The ongoing downtrend in the global steel market and the unfavorable situation locally have continued to weigh on sentiments in the Chinese steel and raw materials markets. Specifically, Chinese steelmakers have continued to implement maintenance works and to reduce their steel outputs in order to avoid incurring even higher losses. Such developments contribute to a certain weakening of support for coke prices. With inventories increasing lately due to very weak demand, Chinese coking plants have had no other choice but to accept lower prices. In particular, this week local coke prices in China have declined further for the fourth consecutive time by RMB 400/mt ($59.3/mt). Given the very adverse business environment, a few coking plants have opted to cut their production by 25-50 percent.

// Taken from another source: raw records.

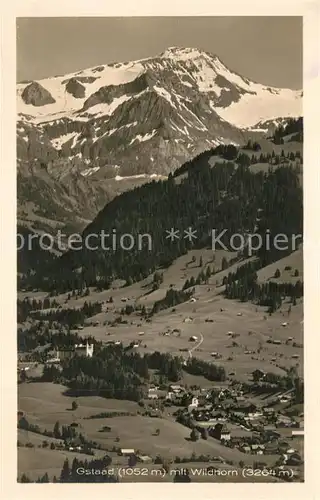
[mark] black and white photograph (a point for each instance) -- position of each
(160, 277)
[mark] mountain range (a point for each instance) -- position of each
(85, 137)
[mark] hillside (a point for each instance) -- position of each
(218, 190)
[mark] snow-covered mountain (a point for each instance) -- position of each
(140, 117)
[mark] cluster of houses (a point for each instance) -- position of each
(237, 421)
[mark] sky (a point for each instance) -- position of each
(267, 50)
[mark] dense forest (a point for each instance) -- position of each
(118, 372)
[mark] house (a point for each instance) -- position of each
(297, 432)
(187, 320)
(127, 452)
(176, 388)
(246, 449)
(144, 459)
(194, 403)
(225, 434)
(258, 449)
(268, 410)
(283, 420)
(152, 395)
(76, 350)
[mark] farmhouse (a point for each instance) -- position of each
(76, 350)
(127, 452)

Accordingly, coke prices in Tangshan have settled at RMB 2,460/mt ($364/mt) ex-warehouse, moving down by RMB 400/mt ($59.3/mt) compared to July 15, according to SteelOrbis’ data.

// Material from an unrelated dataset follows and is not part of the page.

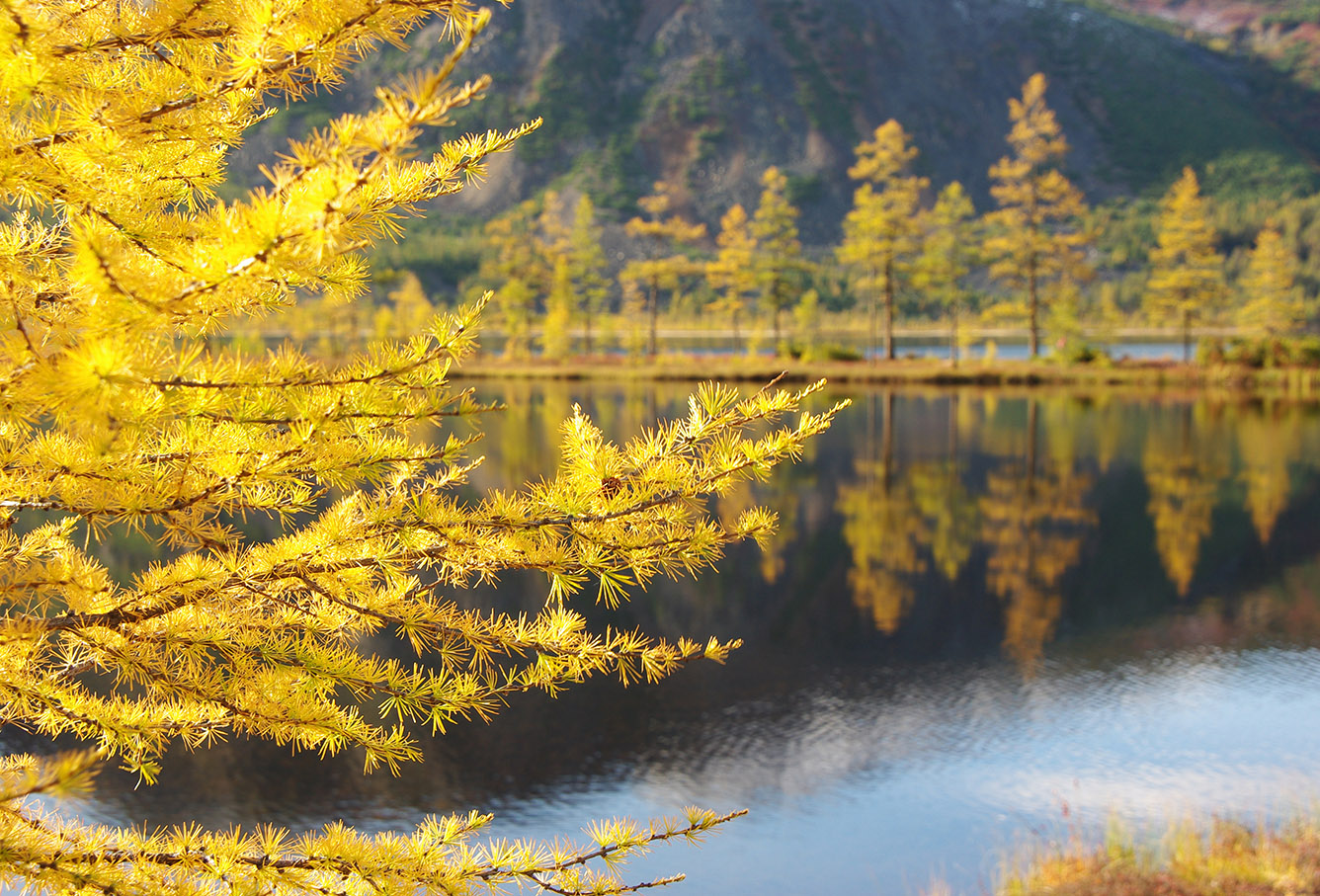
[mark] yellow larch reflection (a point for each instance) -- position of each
(884, 531)
(1266, 447)
(1183, 479)
(1033, 524)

In the futures market, sentiments have remained bearish likewise, notwithstanding some rebound in prices by the end of this week. As of Friday, July 22, coking coal prices at Dalian Commodity Exchange (DCE) are at RMB 2,513.5/mt ($372/mt), up by RMB 62/mt ($10/mt) from the previous day, while coke futures prices are at RMB 2,628/mt ($389/mt), increasing by RMB 76/mt ($12/mt).